CE02 - Terre vivante

Ecological consequences of Temperature induced Body size shifts – EcoTeBo

Ecological consequences of Temperature induced Body size shifts

A common phenotypic response to climate change is the reduction in body size of ectotherms with temperature — the hotter it is, the smaller they get—. However, the ecological consequences of these body size changes on communities remain largely unexplored.

Objectives and research hypothesis

The general objective of EcoTeBo is to assess and understand how temperature and top predator body size reduction affect trophic interactions, community dynamics, and ecosystem functioning. While the body size of the other species within the community level are also likely to be affected by temperature, we choose to focus, as a first step, on top predator body size reduction because (i) body size reductions appear to be stronger at high trophic level, (ii) top predator body size is an important determinant of food web stability, especially in aquatic food webs that are strongly size-structured and top-down regulated. Another major advantage of focusing on top predator body size reduction is that EcoTeBo can build on an ongoing experiment on thermal adaption in the medaka fish (Oryzias latipes) by using fishes from “warm” and “cold” populations for which life history and morphological traits have been monitored across generations (see below for more details). This offers a golden opportunity to test for the ecological consequences of top predator body size reduction. Manipulating the thermal history/body size of the other species could be the focus of a larger follow-up project aiming at determining the relative influence of top-down and bottom-up effects using both top predators and primary consumers that have been maintained at different temperatures over generations.

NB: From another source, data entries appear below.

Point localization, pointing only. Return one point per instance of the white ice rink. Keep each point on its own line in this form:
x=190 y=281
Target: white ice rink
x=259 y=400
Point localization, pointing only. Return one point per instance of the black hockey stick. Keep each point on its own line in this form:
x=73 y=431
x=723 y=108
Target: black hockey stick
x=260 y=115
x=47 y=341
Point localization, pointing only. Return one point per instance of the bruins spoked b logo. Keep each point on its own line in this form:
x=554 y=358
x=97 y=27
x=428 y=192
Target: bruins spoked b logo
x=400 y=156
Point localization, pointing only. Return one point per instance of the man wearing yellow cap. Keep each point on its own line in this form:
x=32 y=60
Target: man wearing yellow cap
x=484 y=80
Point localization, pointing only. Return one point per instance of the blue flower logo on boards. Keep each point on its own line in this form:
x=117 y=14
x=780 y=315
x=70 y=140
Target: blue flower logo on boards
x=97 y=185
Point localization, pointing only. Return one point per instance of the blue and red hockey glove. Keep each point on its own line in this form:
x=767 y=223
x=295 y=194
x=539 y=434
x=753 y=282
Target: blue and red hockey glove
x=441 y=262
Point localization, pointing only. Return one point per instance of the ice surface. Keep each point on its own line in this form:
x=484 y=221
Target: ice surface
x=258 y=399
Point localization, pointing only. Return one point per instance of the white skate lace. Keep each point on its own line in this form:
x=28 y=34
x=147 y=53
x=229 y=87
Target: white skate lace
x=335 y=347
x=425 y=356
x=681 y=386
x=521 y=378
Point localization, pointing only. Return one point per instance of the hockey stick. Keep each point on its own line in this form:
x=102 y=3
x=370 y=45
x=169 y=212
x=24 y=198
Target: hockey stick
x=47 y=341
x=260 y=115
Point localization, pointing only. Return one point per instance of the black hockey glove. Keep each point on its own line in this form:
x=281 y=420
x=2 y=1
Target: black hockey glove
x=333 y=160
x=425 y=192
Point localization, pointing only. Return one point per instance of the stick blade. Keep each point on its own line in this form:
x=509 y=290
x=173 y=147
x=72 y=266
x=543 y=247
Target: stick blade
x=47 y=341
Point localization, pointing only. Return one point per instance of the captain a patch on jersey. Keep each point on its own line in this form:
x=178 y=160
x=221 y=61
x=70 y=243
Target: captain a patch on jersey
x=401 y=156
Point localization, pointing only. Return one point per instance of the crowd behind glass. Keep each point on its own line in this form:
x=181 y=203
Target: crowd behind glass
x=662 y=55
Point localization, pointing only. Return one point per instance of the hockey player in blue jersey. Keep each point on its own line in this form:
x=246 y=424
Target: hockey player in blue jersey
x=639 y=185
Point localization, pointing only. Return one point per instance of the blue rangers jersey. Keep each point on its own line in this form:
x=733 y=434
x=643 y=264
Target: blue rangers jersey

By simultaneously manipulating the temperature and size of top predators in simple and complex freshwater systems, we will provide:
(1) A unique experimental test concerning the ecological impacts of size changes induced by temperature on trophic interactions, community dynamics and ecosystem functions.
(2) An assessment of the relative effects of temperature and predator size on trophic interactions and community dynamics by combining modeling and experiments at different levels of complexity (food chain and whole community).
(3) New models of trophic networks taking into account the phenotypic responses to temperature with predictions linked to the stability of ecosystems.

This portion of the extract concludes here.